When a nonprofit organization is insolvent, the Board of Directors have a duty to organization’s creditors (individuals/entities to whom they owe money). The board must take steps to ensure that they “preserve the assets” or otherwise maximize the amounts they could receive from the sale of the property when the organization winds up its affairs and dissolves. If a Board of Directors attempts to divert or lessen the value of the assets of the organization, they could face personal liability for their decisions. Simply put, the individual directors may have to personally pay out of their own pockets.
Simply put, the individual directors may have to personally pay out of their own pockets.

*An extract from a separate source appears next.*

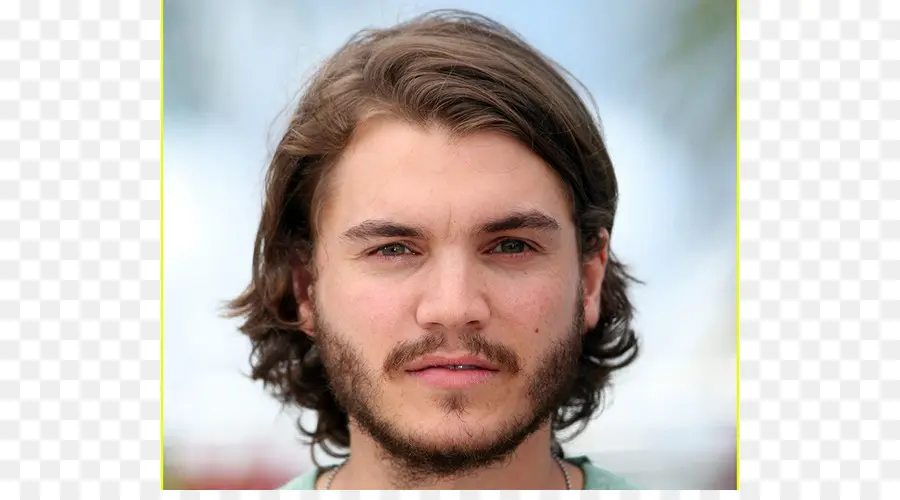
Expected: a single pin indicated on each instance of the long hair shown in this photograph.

This is especially concerning for volunteer directors, and another reason why they must always remain vigilant and attentive to the financial health of the organization. For a deeper explanation of the duties that directors have to the organization, please refer to our previous post titled Let The Good Deed Go Unpunished: Avoiding Nonprofit Board Liability.
In 2015, a Federal Court emphasized the importance of the Board of Directors’ abiding by its fiduciary duties to the organization and its creditors. The court held that governing boards of nonprofit organizations who have knowledge of mismanagement or insolvency, and then ignore the conditions or fail to take appropriate action can be held financially liable for breach of their fiduciary duty of care. This ruling disturbed the long-standing view that nonprofit directors were insulated from financial liability, and emphasizes that the importance of taking insolvency seriously.
At the core of the analysis is the concept of recklessness, or whether the directors knew or should have known about mismanagement and insolvency. It is impossible to draw a line between simply making mistakes and engaging in reckless behavior. Recklessness depends on a variety of conditions, many of which are unique to the particular situation. A judge or jury determines what recklessness truly means, but they will analyze whether a reasonably prudent and objective person would have acted the same way in a similar situation. If the answer is no, then the directors of your organization could be in trouble.
The final message is the same: nonprofit directors must take great care to address insolvency appropriately.
In some jurisdictions, deepening insolvency is an independent cause of action, and in others it is part of the directors’ fiduciary duties. Either way, the final message is the same: nonprofit directors must take great care to address insolvency appropriately. We strongly suggest that your organization speak with a qualified attorney to advise you and identify common pitfalls when managing an insolvent nonprofit organization.